FOXBOROUGH, Mass. - Sometimes disappointment is best expressed with something other than words. Sometimes faces do a far better job of telling the story.
To look at the faces of the Johns Hopkins lacrosse team yesterday was to understand just how hollow and heartbreaking it is to come up short in a quest to win a championship.
The Blue Jays were hoping to finish off a wild season with a defining victory in the NCAA championship game, but instead it was the Syracuse Orange, the Blue Jays' longtime rival, who left Gillette Stadium with the look of the exalted.
Despite six goals from Hopkins senior All-American Paul Rabil, Syracuse defeated the Blue Jays, 13-10, in front of 48,970, a record crowd for an outdoor NCAA championship.
The title was Syracuse's ninth NCAA title in men's lacrosse, tying the Orange with Johns Hopkins. (Another Syracuse title, from 1990, was vacated by the NCAA because of rules violations.) It also gave the Orange bragging rights over the Blue Jays, at least for now. For the past half-century, the two schools have clashed on the field as though they were the Athens and Sparta of the lacrosse universe.
And though this year's graduating seniors at Hopkins finished their careers with two national championships (2005 and 2007) and the best postseason record of any senior class in collegiate history (12-2), it was disheartening to walk off the field for the final time without a victory.

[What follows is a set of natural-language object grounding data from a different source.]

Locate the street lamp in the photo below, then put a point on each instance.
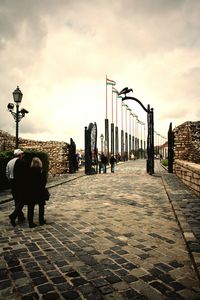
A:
(150, 134)
(18, 114)
(101, 137)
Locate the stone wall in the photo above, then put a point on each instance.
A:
(57, 151)
(187, 154)
(189, 173)
(187, 142)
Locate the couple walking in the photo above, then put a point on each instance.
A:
(28, 187)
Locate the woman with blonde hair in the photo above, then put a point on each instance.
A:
(38, 181)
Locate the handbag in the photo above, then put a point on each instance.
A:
(46, 194)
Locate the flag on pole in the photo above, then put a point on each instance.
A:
(114, 90)
(110, 82)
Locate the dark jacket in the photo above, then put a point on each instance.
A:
(112, 160)
(20, 181)
(37, 182)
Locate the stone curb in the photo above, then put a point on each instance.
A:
(8, 197)
(186, 231)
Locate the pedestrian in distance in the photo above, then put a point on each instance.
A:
(104, 162)
(16, 172)
(37, 183)
(112, 163)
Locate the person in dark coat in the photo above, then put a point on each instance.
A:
(17, 173)
(104, 162)
(112, 163)
(37, 182)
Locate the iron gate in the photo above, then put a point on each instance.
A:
(91, 152)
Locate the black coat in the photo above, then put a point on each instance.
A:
(37, 182)
(20, 181)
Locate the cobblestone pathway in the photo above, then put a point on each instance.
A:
(109, 236)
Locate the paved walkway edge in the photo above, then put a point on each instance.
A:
(188, 236)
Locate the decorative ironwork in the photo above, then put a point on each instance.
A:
(72, 157)
(91, 153)
(150, 134)
(170, 149)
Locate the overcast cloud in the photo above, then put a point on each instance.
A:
(59, 52)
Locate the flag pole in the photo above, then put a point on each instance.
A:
(106, 99)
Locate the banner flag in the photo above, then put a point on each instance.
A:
(110, 82)
(114, 90)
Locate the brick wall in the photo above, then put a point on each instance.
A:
(58, 151)
(189, 173)
(187, 154)
(187, 142)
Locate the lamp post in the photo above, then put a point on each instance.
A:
(150, 134)
(18, 114)
(101, 137)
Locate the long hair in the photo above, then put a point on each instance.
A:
(36, 162)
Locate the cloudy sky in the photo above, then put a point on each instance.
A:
(59, 52)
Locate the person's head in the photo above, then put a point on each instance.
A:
(36, 163)
(18, 153)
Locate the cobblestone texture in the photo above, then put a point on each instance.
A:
(108, 236)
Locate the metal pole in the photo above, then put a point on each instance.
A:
(17, 126)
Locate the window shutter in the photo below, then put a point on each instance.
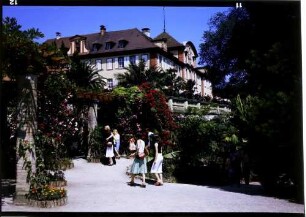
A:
(116, 63)
(126, 61)
(137, 59)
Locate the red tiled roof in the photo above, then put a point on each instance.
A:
(171, 42)
(135, 38)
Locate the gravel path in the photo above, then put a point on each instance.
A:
(93, 187)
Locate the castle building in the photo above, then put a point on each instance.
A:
(111, 52)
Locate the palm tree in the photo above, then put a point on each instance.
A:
(167, 81)
(85, 77)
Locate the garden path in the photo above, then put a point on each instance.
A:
(93, 187)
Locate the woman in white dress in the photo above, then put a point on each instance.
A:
(139, 165)
(109, 140)
(117, 142)
(157, 166)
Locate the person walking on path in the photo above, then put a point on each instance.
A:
(139, 165)
(117, 142)
(157, 166)
(132, 147)
(109, 141)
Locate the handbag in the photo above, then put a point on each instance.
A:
(146, 151)
(141, 156)
(109, 144)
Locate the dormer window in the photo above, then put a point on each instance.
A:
(109, 45)
(77, 46)
(96, 46)
(122, 43)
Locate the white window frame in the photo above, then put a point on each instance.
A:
(132, 59)
(110, 83)
(145, 58)
(109, 63)
(98, 64)
(120, 62)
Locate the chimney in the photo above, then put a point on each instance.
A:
(58, 35)
(102, 29)
(146, 31)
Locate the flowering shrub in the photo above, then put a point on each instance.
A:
(160, 115)
(56, 176)
(46, 193)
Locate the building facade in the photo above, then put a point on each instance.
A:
(111, 52)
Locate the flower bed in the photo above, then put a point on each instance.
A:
(93, 160)
(47, 196)
(47, 203)
(60, 183)
(66, 163)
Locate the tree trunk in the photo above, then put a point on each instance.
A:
(27, 126)
(92, 122)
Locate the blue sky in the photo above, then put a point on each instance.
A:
(183, 23)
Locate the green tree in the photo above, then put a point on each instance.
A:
(84, 76)
(247, 52)
(21, 54)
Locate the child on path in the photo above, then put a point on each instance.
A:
(139, 164)
(117, 142)
(157, 166)
(109, 145)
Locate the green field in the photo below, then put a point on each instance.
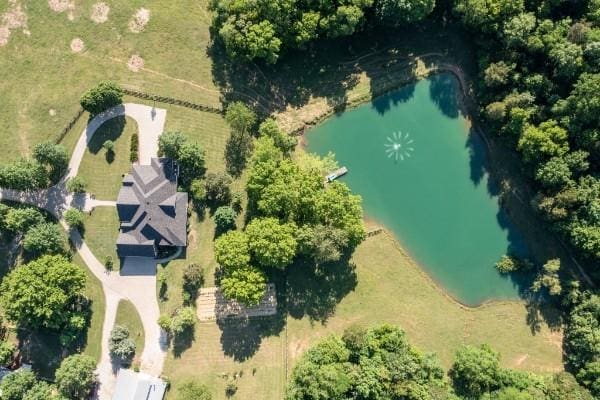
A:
(128, 317)
(101, 231)
(102, 171)
(41, 80)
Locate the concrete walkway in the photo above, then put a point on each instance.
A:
(139, 289)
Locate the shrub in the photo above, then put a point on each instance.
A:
(134, 146)
(76, 184)
(120, 344)
(45, 238)
(217, 188)
(225, 218)
(193, 278)
(184, 320)
(107, 94)
(76, 376)
(74, 218)
(108, 263)
(7, 350)
(109, 146)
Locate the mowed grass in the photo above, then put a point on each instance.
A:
(103, 172)
(41, 79)
(101, 231)
(94, 292)
(128, 317)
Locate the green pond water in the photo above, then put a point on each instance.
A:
(422, 175)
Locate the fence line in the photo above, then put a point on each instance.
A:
(171, 100)
(69, 125)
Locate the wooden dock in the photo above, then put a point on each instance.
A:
(336, 174)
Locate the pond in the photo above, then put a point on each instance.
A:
(423, 175)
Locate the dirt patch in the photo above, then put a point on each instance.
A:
(60, 6)
(77, 45)
(14, 18)
(100, 12)
(139, 20)
(135, 63)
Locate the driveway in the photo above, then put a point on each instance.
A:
(139, 289)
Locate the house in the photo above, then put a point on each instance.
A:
(138, 386)
(152, 213)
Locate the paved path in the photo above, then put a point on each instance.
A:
(139, 289)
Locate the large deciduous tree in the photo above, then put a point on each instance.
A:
(43, 293)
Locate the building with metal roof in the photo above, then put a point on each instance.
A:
(138, 386)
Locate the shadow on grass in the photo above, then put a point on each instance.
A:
(241, 337)
(183, 341)
(315, 292)
(328, 69)
(110, 130)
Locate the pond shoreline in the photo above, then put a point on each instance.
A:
(468, 108)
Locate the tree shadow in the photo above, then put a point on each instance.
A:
(444, 92)
(241, 337)
(109, 130)
(183, 341)
(328, 69)
(314, 292)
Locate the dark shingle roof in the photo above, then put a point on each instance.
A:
(150, 209)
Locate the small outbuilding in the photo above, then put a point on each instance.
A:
(138, 386)
(152, 213)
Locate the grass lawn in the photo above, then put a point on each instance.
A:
(128, 317)
(42, 79)
(93, 291)
(102, 171)
(101, 231)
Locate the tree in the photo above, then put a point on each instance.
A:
(554, 174)
(41, 391)
(247, 285)
(197, 190)
(45, 238)
(74, 218)
(15, 385)
(339, 208)
(22, 219)
(102, 97)
(549, 278)
(543, 142)
(183, 321)
(23, 175)
(191, 390)
(120, 344)
(217, 188)
(193, 278)
(76, 184)
(322, 243)
(76, 376)
(488, 15)
(225, 218)
(284, 142)
(109, 146)
(7, 352)
(53, 156)
(232, 250)
(191, 162)
(271, 243)
(396, 13)
(170, 143)
(43, 293)
(475, 371)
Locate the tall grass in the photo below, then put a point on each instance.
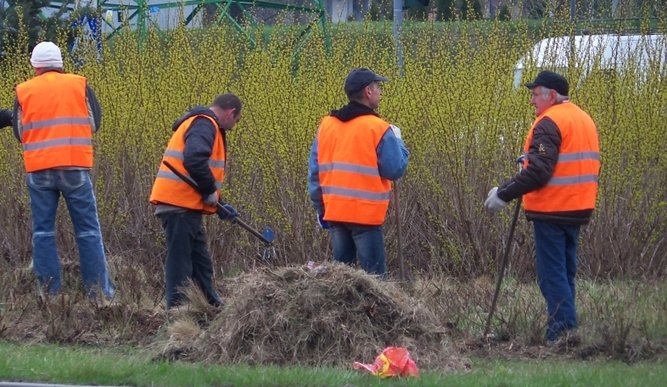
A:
(462, 120)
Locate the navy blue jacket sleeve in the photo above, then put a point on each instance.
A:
(392, 156)
(198, 148)
(314, 188)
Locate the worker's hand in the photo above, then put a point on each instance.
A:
(212, 198)
(396, 130)
(227, 212)
(323, 223)
(493, 203)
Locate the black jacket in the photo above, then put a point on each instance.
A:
(5, 118)
(542, 156)
(199, 140)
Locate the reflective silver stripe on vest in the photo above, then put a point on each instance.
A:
(577, 156)
(216, 164)
(581, 179)
(349, 167)
(179, 155)
(171, 175)
(58, 142)
(356, 193)
(174, 154)
(56, 122)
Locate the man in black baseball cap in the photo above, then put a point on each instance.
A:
(550, 80)
(354, 157)
(558, 185)
(359, 78)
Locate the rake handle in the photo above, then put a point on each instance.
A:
(188, 180)
(499, 281)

At one point this season, Johns Hopkins was 3-5, had lost five in a row and was in danger of missing the NCAA tournament for the first time since 1971. The Blue Jays, however, won their next eight and did not lose another game until yesterday, a remarkable turnaround.
"I am extremely proud of the team I had the privilege of coaching this year," said Johns Hopkins coach Dave Pietramala, who took a deep breath and rubbed his face several times with his large hands before speaking. "We went through some pretty tough bumps in the road, and to rally back and get here, to overcome, speaks volumes of this team. The team that played better won the championship today."
Hopkins kept it close in the first half thanks to some great saves by sophomore goalie Michael Gvozden, but in the end, the Blue Jays simply couldn't match up with Syracuse's offensive pressure. Dan Hardy scored three times, and three other players had two goals for the Orange. Mike Leveille was named the NCAA tournament's Most Outstanding Player despite being held to just one goal and two assists.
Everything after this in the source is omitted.